Je vous laisse à penser dans quelle fureur je suis entré après une pareille ouverture.


Je répondis immédiatement que je ne comprenais absolument rien
à tout ce qu’il venait de me dire,
d’abord parce qu’il m’affirmait qu’il était un Gouvernement
et que je ne me sentais nullement compris dans ce Gouvernement,
que moi aussi j’étais un Gouvernement
et que je défiais le sien de faire quoi que ce soit pour le mien que je puisse accepter.
Je continuai en lui disant que je considérais son Gouvernement comme un simple particulier,
que lorsque mes tableaux lui plairaient, il était libre de me les acheter
et que je ne lui demandais qu’une chose,
c’est qu’il laisse l’art libre dans son exposition
et qu’il ne soutienne pas avec un budget de 300 000 francs,
trois mille artistes contre moi.


Je continuai en lui disant que j’étais seul juge de ma peinture,
que j’étais non seulement un peintre, mais encore un homme,
que j’avais fait de la peinture, non pour faire de l’art pour l’art,
mais bien pour conquérir ma liberté intellectuelle
et que j’étais arrivé par l’étude de la tradition à m’en affranchir
et que moi seul, de tous les artistes français mes contemporains,
avais la puissance de rendre et de traduire d’une façon originale
et ma personnalité et ma Société etc... etc...
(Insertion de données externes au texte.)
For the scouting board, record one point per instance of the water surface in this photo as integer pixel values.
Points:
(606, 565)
Ce à quoi il me répondit :
- M. Courbet, vous êtes bien fier !
- Je m’étonne, lui dis-je, que vous ne vous en aperceviez seulement que maintenant,
   Monsieur, je suis l’homme le plus fier et le plus orgueilleux de France !


Cet homme qui est le plus inepte que j’ai rencontré peut-être de ma vie,
me regardait avec des yeux hébétés.
Il était d’autant plus stupéfait qu’il avait dû compromettre à ses maîtres
et aux Dames de la Cour qu’il allait leur faire voir comment on achetait un homme
pour vingt ou trente mille francs.


Il me demanda encore si je n’enverrais rien à cette exposition.
Je lui répondis que je ne concourrai jamais parce que je n’admettrais pas de juges,
que pourtant il pouvait se faire que je leur envoie par cynisme mon Enterrement
qui était mon début et mon exposé de principes,
qu’ils se démêleraient avec ce tableau comme ils pourraient,
mais que j’espérais à moi seul (peut-être) de faire une exposition en rivalités de la leur,
qui me rapporterait quarante mille francs en argent
que je ne gagnerais certainement pas avec eux.
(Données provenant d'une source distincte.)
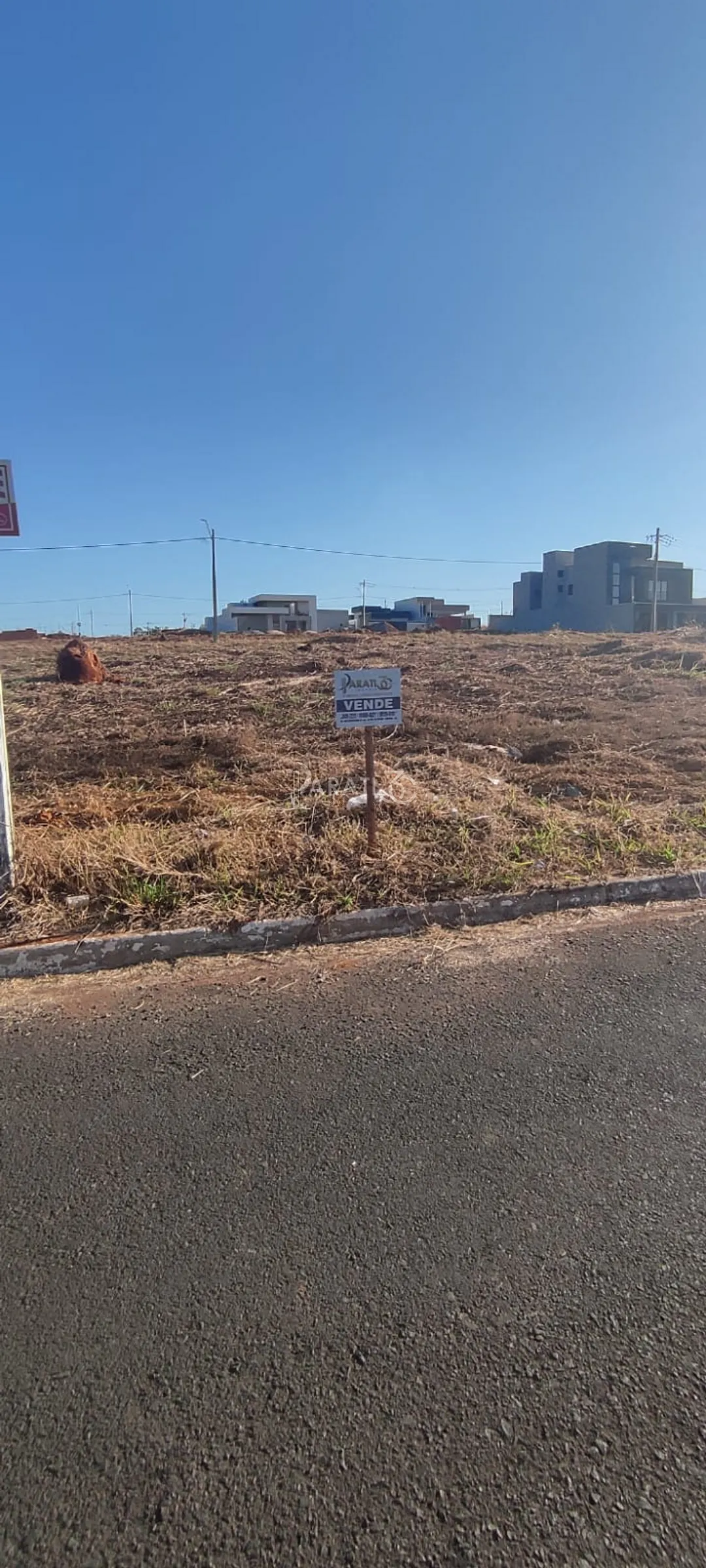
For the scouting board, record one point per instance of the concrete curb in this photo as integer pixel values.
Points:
(90, 954)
Je lui rappelais aussi qu’il me devait quinze mille francs
pour les droits d’entrée qu’ils avaient perçus avec mes tableaux
dans les expositions antécédentes,
que les employés m’avaient assuré qu’individuellement
ils conduisaient deux cents personnes par jour devant mes Baigneuses.


Ce à quoi il répondit la bêtise suivante :
que ces personnes n’allaient pas pour les admirer.
Il me fut facile de répondre en récusant son opinion personnelle
et en lui disant que la question n’était pas là,
que soit pour critique, soit pour admiration,
la vérité était qu’ils avaient touché les droits d’entrée
et que la moitié des comptes rendus des journaux portaient sur mes tableaux.


Il continua en me disant qu’il était bien malheureux
qu’il se trouve au monde des gens comme vous,
qu’ils étaient nés pour perdre les plus belles organisations
et que j’en serais un exemple frappant.
Je me suis mis à rire aux larmes
en lui assurant qu’il n’y aurait que lui et les académies qui en souffriraient.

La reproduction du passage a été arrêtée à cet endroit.